For the alcohol consumption questions, they ask about the times people drank in the previous 30 days.
>You go to a 4th of July party and now you're an excessive drinker for the whole year?
This survey isn't used to morally judge populations, and the (very commonly used) summary statistics for heavy drinking don't mean every single respondents meeting those criteria is a heavy drinker. On a personal level, it depends on body mass, overall health, yadda yadda. But it's a good measure, because for the average man, 5 drinks in one day is definitely unhealthy. And, for everyone who gets swept up in that aggregate because St. Patrick's Day or the 4th of July was recent, there are people doing dry January or called in September. It averages out.
And, even if you argue all that, the data is still useful because it's relative to everyone else. Different definitions should yield roughly the same proportions of heavy drinkers between counties.
>cultural aspects don't vary that much just because of an imaginary administrative line
Those lines aren't arbitrary. They were usually drawn along physical barriers. Those barriers also sorted people into towns and heavily influenced how they intermingled in the past.
I work with county data, and stark differences between neighbors is very common across all data types. For instance, Philadelphia is abysmal for almost all health measures. But Chester county, just west of it, does amazingly. Why? Because Philadelphians have more pollution, lower average income, and a host of other problems. Chester is home to a lot of rich people who commute to Philadelphia.
The 'most severe' category for problem drinking is usually ridiculous to me in nearly every study on this subject I've seen, especially in more recent decades.
Lumping together the guy who usually drinks a 6-pack on Fridays with the lady who puts away a fifth of vodka every single day makes no sense to me. There should be much more granularity.
I like it. Reminds me of BMI. It's easy to slip into the warm soothing waters of alcoholism and not even realize it. Knowing that killing a six-pack every three days is on scale with alchoholism can keep you honest with yourself. You can fool yourself into thinking your weight is in check but in reality your two pounds away from being obese (defined by BMI) and developing the associated health risks.

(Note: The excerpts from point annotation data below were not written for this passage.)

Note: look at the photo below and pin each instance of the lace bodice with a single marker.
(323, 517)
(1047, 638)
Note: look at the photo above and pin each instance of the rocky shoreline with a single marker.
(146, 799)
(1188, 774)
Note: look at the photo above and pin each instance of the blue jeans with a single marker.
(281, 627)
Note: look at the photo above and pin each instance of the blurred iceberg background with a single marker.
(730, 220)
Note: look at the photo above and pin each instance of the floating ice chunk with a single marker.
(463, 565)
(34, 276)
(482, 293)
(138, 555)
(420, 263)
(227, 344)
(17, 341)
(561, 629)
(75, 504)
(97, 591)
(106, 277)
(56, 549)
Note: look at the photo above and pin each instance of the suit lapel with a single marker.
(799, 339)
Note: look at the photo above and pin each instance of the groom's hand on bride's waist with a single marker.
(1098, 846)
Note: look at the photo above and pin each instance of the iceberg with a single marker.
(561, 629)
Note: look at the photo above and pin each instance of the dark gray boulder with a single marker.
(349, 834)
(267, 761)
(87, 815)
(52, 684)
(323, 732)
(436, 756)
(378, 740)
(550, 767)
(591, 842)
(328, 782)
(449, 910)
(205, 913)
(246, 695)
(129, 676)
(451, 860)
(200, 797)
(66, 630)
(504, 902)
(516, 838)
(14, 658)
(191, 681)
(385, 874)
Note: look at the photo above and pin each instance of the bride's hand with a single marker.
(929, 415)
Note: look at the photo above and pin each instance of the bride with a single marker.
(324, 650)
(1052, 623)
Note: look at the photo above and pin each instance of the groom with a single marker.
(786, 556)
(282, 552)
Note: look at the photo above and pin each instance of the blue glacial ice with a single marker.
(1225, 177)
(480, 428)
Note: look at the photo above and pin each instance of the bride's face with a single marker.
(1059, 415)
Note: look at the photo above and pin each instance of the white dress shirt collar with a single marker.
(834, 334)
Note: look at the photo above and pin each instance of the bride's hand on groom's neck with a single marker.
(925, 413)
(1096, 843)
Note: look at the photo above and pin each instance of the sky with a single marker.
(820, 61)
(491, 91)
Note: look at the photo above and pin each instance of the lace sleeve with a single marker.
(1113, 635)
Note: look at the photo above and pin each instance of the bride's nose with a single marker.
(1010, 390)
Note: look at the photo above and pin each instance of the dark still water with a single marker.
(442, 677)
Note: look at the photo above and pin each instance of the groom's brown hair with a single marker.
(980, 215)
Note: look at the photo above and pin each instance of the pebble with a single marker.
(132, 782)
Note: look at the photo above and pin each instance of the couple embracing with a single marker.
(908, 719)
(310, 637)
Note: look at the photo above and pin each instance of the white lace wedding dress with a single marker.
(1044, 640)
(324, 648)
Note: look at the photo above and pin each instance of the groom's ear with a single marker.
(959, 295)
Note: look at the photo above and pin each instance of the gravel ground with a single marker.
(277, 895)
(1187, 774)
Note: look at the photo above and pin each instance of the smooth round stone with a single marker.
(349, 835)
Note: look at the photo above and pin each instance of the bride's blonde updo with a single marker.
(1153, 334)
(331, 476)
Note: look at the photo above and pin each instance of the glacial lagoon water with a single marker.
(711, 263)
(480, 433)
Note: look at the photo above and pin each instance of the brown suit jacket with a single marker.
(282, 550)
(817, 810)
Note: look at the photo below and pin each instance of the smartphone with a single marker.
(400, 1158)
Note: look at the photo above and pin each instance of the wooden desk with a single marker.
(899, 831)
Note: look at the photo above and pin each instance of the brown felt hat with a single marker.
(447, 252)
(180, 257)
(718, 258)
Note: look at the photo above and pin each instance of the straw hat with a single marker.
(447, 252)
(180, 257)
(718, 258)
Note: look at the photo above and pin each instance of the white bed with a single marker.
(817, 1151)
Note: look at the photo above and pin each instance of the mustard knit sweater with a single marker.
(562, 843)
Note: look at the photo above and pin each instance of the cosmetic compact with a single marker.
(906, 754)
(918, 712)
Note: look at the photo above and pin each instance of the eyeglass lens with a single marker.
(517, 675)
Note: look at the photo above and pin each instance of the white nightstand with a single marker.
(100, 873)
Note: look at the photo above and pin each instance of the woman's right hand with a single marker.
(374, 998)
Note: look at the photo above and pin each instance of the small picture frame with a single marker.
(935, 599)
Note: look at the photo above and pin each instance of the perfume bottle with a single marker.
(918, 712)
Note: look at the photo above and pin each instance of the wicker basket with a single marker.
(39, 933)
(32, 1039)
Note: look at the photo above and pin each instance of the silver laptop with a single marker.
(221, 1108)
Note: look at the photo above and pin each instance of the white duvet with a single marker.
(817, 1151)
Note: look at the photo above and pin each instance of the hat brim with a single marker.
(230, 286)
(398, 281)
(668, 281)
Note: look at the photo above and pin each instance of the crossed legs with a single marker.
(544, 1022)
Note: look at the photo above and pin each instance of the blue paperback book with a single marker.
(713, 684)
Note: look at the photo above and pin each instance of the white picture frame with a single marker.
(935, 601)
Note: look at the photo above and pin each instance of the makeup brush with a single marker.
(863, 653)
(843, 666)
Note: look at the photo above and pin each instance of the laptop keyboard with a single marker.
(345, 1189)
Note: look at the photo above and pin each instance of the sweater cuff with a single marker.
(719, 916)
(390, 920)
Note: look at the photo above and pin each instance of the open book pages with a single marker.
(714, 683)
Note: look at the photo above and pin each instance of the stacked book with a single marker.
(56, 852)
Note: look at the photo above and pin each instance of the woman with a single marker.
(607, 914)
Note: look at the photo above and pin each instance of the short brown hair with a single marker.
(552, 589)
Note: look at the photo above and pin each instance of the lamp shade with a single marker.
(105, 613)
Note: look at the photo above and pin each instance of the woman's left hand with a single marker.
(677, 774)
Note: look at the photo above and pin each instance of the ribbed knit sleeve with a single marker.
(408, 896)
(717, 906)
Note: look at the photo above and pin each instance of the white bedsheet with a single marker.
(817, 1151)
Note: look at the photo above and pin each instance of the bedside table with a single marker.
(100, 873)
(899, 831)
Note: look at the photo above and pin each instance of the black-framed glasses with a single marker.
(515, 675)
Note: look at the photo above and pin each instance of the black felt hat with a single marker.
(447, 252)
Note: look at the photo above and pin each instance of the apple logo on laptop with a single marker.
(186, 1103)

Occasional excessive drinker reporting in. You're right, "excessive drinking" is difficult to quantify, and any vagueness of definition will leave us with what I would call "vagueness" or "incompleteness" of data. Not "inaccuracy" though, because I think we can understand the limitations of reporting, and the trends are likely correct.
Visually the map might be "pretty", but something's off, cultural aspects don't vary that much just because of an imaginary administrative line. But overall, if you squint a lot it's more of less right, northern states tend to booze a lot.